I think the winners of our two prizes exemplify our success in attracting a group of Solvers with a wide range of knowledge and expertise: Dr. Seward Rutkove has been conducting research related to ALS for over 10 years so for him, the main impact of the prize was to accelerate his efforts, narrow his focus a bit on the particular issue of finding an ALS biomarker of clinical progression, and encourage him to perform certain statistical analyses relevant to validating his approach. Dr. Harvey Arbesman is a dermatologist with no previous background in ALS research, who was inspired by the prize to translate a long-known clinical observation, that ALS patients do not develop bed sores, into the discovery of a brand new skin-based biomarker. So in one case the prize accelerated the efforts of an "existing" ALS mind, and in another case we attracted a "new" mind to the ALS field.
You are planning to re-post the Challenge in a few weeks - do you expect to find a solution this time?
The Challenge will have a rolling deadline and will be open for 2 years, meaning that our Scientific Advisory Board will review submissions as soon as they come in and we will award the $1M prize as soon as we receive a submission that meets all of our posted Prize criteria. Given how much progress was made in the past two years (both in the context of the prize as well as in the ALS research field at large), we believe that a fully validated biomarker will be found within the next two years.
Is it possible that a new Solver could come forward to win the $1M prize? Or are the winners of the current prize too far advanced?
Dr. Arbesman and Dr. Rutkove's teams have clearly made a lot of progress, but we know there are other researchers out there working on this very issue, and we know there is a possibility that one of these other teams will find and validate an ALS biomarker of disease progression first. This is why we are re-posting the prize on InnoCentive -- we still believe that the necessary solution can come from anywhere and we want to keep the door open for anyone and everyone who believes they can produce an ALS biomarker within the next two years.
Do you have any words of wisdom for Solvers who might be interested in working on the re-posted Challenge?
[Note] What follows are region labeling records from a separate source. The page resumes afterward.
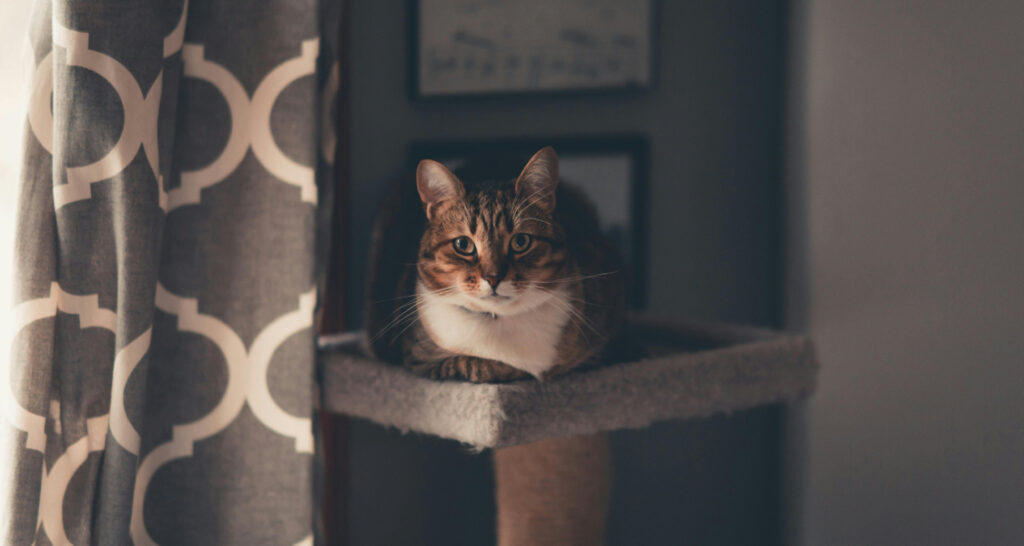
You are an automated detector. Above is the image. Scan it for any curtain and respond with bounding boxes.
[0,0,341,545]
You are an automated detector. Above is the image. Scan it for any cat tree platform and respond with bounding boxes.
[321,319,818,449]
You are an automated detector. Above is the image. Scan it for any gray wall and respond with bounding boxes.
[349,0,784,324]
[788,0,1024,545]
[347,0,786,545]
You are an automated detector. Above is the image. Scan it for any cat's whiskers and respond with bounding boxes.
[537,287,604,337]
[373,287,459,341]
[531,270,618,285]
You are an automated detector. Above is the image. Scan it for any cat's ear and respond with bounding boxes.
[515,146,558,212]
[416,159,466,219]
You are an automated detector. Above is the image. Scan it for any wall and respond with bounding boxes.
[788,0,1024,545]
[347,0,786,544]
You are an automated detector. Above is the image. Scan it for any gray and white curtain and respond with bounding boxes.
[0,0,341,545]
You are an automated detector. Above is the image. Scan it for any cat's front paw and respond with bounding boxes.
[410,354,529,383]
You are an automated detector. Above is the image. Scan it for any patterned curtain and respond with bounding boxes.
[0,0,340,545]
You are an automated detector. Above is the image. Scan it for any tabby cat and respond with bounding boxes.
[367,148,625,382]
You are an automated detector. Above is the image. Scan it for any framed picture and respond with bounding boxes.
[410,0,655,98]
[409,135,649,309]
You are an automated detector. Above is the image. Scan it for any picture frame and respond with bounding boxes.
[408,0,657,100]
[408,134,650,310]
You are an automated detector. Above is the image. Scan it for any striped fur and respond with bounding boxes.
[368,149,624,382]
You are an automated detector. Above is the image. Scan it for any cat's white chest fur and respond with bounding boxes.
[417,284,569,377]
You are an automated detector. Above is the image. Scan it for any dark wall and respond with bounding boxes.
[347,0,786,545]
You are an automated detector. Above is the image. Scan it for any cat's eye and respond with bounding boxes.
[509,234,534,252]
[452,236,476,256]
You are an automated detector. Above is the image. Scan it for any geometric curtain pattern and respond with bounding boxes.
[0,0,340,545]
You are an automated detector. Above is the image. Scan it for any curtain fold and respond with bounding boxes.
[0,0,341,544]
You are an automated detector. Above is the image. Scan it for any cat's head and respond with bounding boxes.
[416,148,567,316]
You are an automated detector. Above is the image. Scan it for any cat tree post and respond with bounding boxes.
[494,432,611,546]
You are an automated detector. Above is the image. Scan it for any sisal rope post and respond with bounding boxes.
[494,432,611,546]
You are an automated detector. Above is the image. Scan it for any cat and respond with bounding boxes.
[366,148,626,382]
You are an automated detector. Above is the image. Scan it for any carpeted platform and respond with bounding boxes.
[319,319,817,448]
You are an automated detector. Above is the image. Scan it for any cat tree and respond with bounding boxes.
[321,318,817,546]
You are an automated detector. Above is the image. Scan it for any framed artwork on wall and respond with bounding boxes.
[410,0,655,98]
[409,135,649,309]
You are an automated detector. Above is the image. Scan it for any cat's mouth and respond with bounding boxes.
[480,294,512,301]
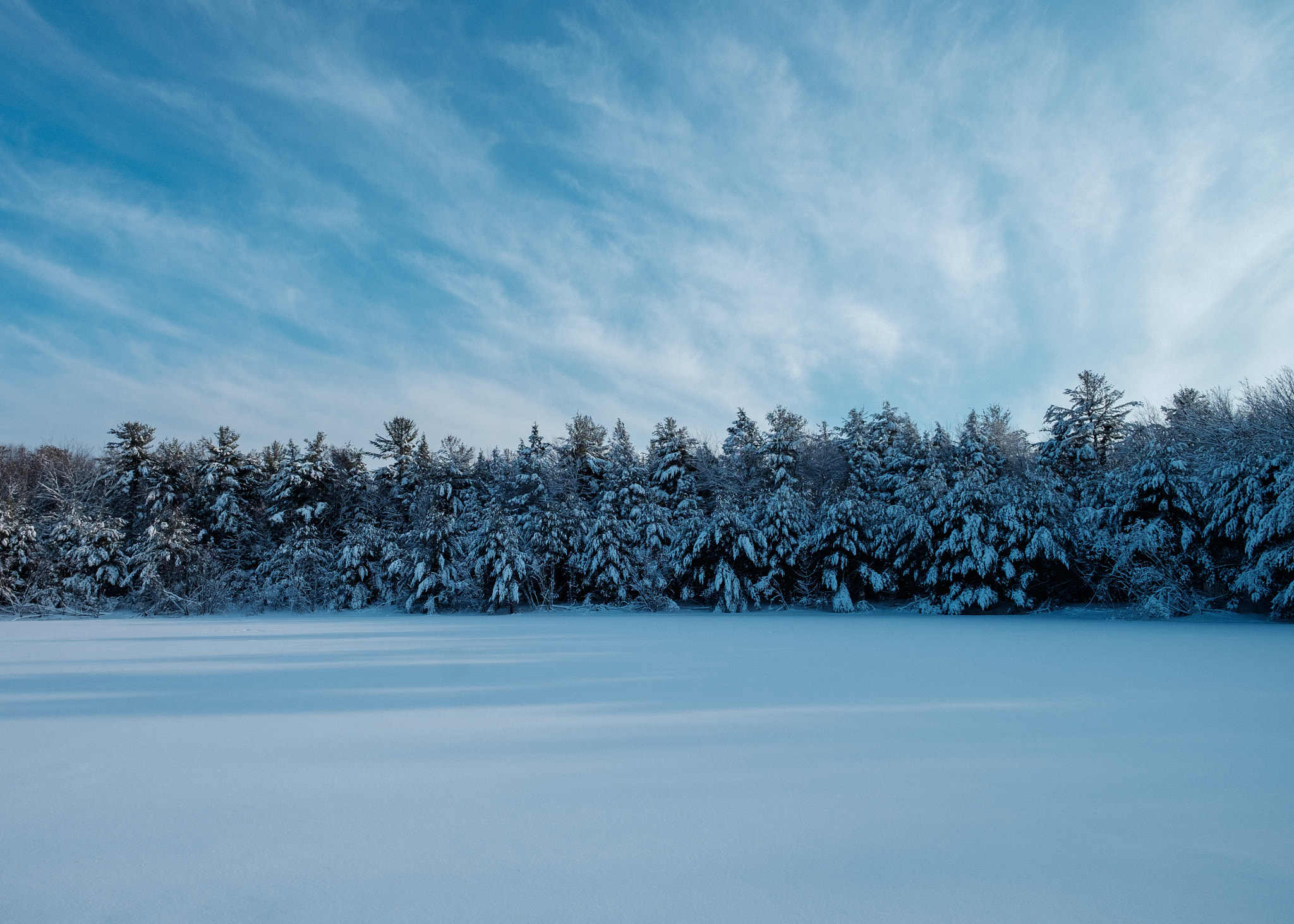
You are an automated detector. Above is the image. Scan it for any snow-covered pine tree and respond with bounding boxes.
[1082,435,1205,616]
[576,491,636,603]
[402,505,464,612]
[859,401,929,502]
[872,424,952,597]
[131,506,202,616]
[143,440,199,529]
[366,417,430,525]
[801,485,890,612]
[257,523,336,612]
[1236,453,1294,618]
[104,421,155,533]
[1037,369,1141,479]
[193,427,259,551]
[576,419,647,603]
[257,433,336,609]
[721,407,763,503]
[49,506,131,612]
[336,513,388,609]
[679,502,766,613]
[922,411,1015,615]
[840,405,889,497]
[754,479,809,606]
[506,423,551,517]
[265,433,332,528]
[562,414,607,503]
[1207,452,1294,618]
[648,417,696,512]
[763,404,805,491]
[431,436,475,518]
[0,500,39,607]
[473,503,532,612]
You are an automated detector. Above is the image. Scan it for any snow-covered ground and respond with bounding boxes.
[0,612,1294,924]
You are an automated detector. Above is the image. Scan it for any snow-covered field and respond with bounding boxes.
[0,612,1294,924]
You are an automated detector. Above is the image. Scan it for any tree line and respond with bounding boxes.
[0,369,1294,617]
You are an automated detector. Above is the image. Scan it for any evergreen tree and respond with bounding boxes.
[368,417,431,533]
[104,421,155,531]
[648,417,696,511]
[723,407,763,502]
[754,479,809,603]
[0,501,39,607]
[49,507,131,611]
[1041,370,1141,477]
[763,404,805,491]
[473,505,532,612]
[194,427,258,550]
[562,414,607,501]
[679,503,766,613]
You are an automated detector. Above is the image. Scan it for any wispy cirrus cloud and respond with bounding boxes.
[0,0,1294,445]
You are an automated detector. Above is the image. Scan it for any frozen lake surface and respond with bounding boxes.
[0,612,1294,924]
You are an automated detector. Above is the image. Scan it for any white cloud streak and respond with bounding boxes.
[0,4,1294,445]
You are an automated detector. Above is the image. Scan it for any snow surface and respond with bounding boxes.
[0,611,1294,924]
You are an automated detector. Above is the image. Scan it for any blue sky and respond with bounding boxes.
[0,0,1294,447]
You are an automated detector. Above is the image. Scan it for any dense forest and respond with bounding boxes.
[0,369,1294,617]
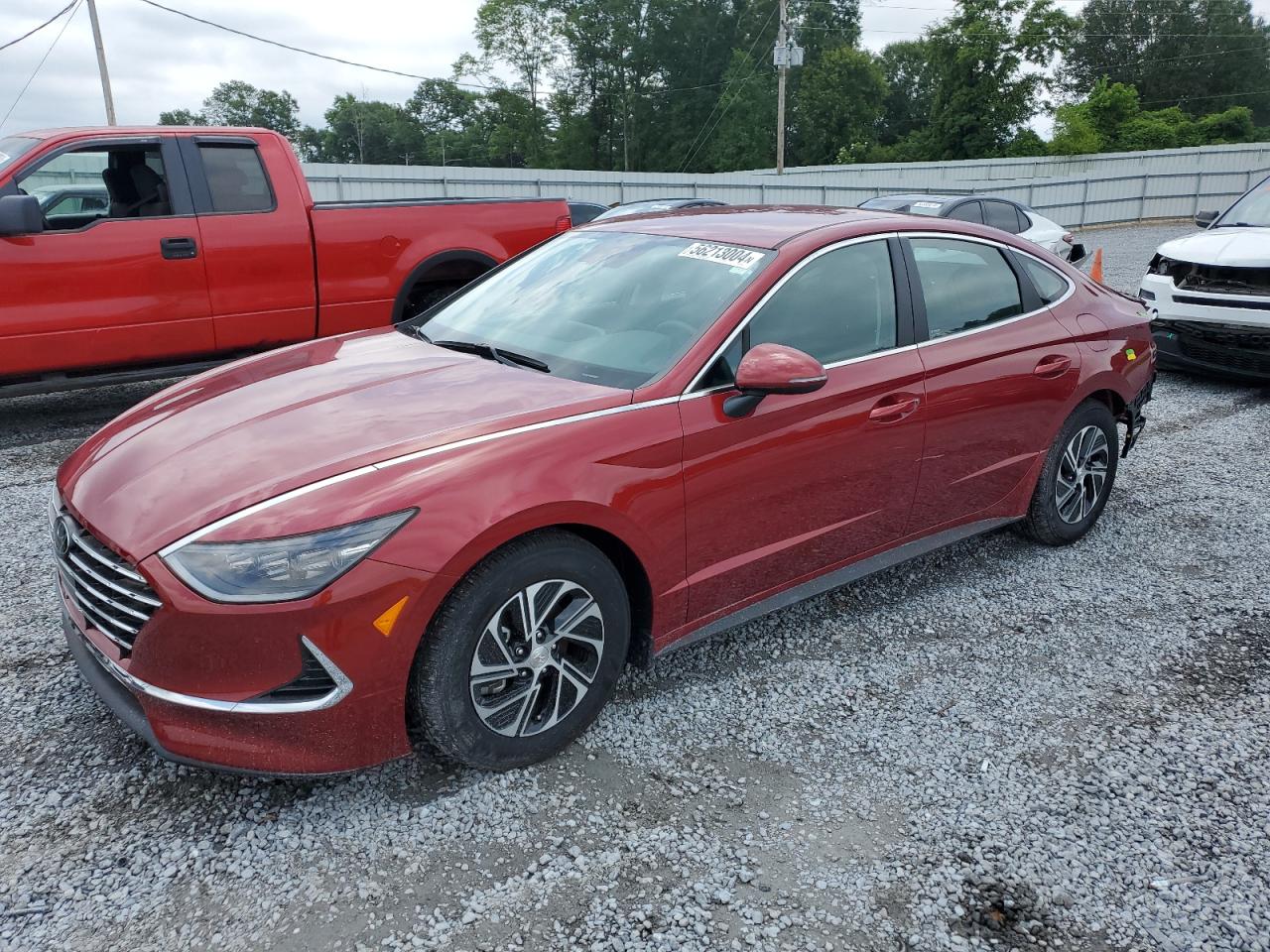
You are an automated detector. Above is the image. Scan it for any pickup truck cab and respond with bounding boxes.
[0,127,569,396]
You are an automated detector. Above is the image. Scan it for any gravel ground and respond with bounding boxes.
[0,228,1270,952]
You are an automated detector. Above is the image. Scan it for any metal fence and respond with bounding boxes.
[305,144,1270,227]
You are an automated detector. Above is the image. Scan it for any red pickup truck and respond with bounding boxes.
[0,127,569,396]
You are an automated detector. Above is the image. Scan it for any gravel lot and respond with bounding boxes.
[0,226,1270,952]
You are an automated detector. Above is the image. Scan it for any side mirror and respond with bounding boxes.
[722,344,829,416]
[0,195,45,237]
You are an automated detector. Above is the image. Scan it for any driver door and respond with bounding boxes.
[680,239,926,621]
[0,137,214,378]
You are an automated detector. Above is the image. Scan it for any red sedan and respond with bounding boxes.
[51,207,1155,774]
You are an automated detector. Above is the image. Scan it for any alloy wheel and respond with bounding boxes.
[1054,426,1111,526]
[470,579,604,738]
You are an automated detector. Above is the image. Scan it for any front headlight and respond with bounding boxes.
[164,509,418,602]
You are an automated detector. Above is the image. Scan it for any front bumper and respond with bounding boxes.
[1139,274,1270,384]
[63,559,446,775]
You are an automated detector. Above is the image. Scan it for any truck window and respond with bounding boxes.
[18,142,172,231]
[198,142,273,212]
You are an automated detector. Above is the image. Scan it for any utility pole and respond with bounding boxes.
[87,0,116,126]
[772,0,790,176]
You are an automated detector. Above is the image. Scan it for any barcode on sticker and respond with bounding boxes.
[680,241,763,271]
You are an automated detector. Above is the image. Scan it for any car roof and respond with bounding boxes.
[585,204,897,249]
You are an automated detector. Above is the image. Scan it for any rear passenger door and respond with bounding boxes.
[904,235,1080,532]
[181,136,317,352]
[680,239,926,621]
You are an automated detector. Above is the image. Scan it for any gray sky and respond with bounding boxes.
[0,0,1270,139]
[0,0,975,132]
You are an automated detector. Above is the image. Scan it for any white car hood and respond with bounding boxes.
[1158,228,1270,268]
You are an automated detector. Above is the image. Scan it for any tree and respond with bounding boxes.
[475,0,563,155]
[877,40,935,144]
[317,92,426,165]
[1067,0,1270,122]
[159,80,301,140]
[922,0,1075,159]
[794,46,886,165]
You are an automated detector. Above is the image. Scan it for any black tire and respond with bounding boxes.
[1017,400,1120,545]
[407,530,630,771]
[399,281,467,322]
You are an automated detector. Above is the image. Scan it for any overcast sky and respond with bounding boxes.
[0,0,1270,141]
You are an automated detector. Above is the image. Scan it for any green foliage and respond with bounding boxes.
[1065,0,1270,122]
[160,0,1270,172]
[794,46,886,165]
[159,80,301,140]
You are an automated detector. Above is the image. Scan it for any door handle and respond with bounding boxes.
[159,239,198,262]
[869,394,922,422]
[1033,354,1072,380]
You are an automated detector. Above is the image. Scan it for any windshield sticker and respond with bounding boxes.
[680,241,763,272]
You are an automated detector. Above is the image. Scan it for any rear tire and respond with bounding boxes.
[1019,400,1120,545]
[407,530,630,771]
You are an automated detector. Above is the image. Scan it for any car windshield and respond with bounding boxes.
[401,231,772,390]
[860,198,948,216]
[1212,178,1270,228]
[0,136,40,172]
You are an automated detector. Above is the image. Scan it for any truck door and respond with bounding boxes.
[0,136,214,380]
[181,135,318,352]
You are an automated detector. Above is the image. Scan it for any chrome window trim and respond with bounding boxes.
[680,231,911,399]
[71,625,353,713]
[901,231,1076,348]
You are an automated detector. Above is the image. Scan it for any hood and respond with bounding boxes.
[1158,228,1270,268]
[58,330,632,562]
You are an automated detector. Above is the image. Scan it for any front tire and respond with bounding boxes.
[407,530,630,771]
[1019,400,1120,545]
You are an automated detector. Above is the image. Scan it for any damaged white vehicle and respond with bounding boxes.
[1138,178,1270,384]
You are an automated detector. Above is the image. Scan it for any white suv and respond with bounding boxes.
[1138,178,1270,384]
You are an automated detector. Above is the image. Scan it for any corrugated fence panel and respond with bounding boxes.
[305,144,1270,226]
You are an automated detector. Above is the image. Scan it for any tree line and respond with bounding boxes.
[160,0,1270,172]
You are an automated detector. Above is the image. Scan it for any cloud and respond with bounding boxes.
[0,0,479,133]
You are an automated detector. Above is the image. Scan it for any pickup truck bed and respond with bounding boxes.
[0,127,569,395]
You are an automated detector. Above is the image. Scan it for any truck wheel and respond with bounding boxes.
[407,531,630,771]
[1019,400,1120,545]
[401,281,467,321]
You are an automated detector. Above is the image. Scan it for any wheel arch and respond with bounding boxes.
[430,505,655,667]
[393,248,498,323]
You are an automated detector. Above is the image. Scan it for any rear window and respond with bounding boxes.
[198,142,273,212]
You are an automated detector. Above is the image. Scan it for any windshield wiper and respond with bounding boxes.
[418,330,552,373]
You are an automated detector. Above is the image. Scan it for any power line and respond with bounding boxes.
[0,0,83,128]
[0,0,78,50]
[680,4,777,172]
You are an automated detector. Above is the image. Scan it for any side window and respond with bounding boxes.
[744,241,895,363]
[945,202,983,225]
[198,142,273,212]
[698,241,895,389]
[983,202,1019,235]
[911,239,1024,340]
[1015,255,1068,304]
[18,142,172,231]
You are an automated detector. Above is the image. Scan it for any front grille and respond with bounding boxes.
[1178,336,1270,376]
[54,512,163,654]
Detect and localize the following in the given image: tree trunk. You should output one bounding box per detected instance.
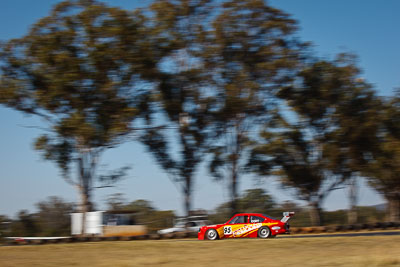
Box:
[231,160,238,216]
[79,186,91,236]
[183,177,192,217]
[388,195,400,222]
[347,177,358,224]
[310,201,324,226]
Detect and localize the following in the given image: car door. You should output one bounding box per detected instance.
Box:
[224,215,249,238]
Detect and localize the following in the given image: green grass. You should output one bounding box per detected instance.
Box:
[0,236,400,267]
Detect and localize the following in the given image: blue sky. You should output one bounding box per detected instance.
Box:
[0,0,400,216]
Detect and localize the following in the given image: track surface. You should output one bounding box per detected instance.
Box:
[278,231,400,238]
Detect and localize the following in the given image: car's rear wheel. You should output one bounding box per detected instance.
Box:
[206,229,218,240]
[258,226,271,238]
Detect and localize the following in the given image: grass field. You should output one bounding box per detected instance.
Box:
[0,236,400,267]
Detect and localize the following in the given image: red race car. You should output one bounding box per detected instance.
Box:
[197,212,294,240]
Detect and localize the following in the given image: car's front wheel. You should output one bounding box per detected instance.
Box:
[258,226,271,238]
[206,229,218,240]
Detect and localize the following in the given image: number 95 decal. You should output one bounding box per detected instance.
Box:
[224,226,232,235]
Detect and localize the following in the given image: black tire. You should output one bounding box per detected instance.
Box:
[257,226,271,238]
[205,229,218,240]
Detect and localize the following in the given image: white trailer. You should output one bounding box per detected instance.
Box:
[71,211,147,236]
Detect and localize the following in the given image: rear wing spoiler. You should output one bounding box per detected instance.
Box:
[281,211,294,223]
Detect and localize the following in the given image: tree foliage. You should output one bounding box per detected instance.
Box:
[0,0,151,234]
[206,0,303,216]
[141,0,216,218]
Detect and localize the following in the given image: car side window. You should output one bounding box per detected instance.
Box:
[230,216,248,224]
[250,216,264,223]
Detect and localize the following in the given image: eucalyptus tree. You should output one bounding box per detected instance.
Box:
[141,0,217,216]
[250,55,378,225]
[0,0,152,233]
[364,92,400,222]
[205,0,305,216]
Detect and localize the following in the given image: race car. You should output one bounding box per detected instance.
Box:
[197,212,294,240]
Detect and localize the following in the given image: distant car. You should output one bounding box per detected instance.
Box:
[157,219,210,235]
[198,212,294,240]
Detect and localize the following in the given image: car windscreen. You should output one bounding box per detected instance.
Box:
[263,214,276,220]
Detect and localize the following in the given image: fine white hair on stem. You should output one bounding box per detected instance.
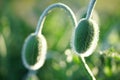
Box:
[86,0,96,19]
[35,3,77,35]
[80,56,96,80]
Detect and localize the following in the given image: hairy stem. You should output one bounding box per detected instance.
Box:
[35,3,77,35]
[80,56,96,80]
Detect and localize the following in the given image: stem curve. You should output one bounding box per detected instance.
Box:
[35,3,77,35]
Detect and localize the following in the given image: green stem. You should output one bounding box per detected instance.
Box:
[86,0,96,19]
[35,3,77,35]
[80,56,96,80]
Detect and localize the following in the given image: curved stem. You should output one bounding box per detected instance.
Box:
[35,3,77,35]
[86,0,96,19]
[80,56,96,80]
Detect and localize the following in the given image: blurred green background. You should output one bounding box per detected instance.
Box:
[0,0,120,80]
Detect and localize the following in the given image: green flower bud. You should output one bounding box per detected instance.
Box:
[22,34,47,70]
[72,18,99,57]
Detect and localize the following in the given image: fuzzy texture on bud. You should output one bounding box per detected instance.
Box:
[72,18,99,57]
[22,33,47,70]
We've learned a lot from this Challenge, and we want to share some of the lessons we've learned with those who are interested in competing. While the prize criteria remain the same, we're making some changes in the language that help clarify some of our criteria - and solvers can find that clarified language in the InnoCentive project room. We'll also be sharing a list of other lessons learned within the InnoCentive project room when the prize is re-posted May 15th.
Thank you Melanie - we're honored to be part of this project.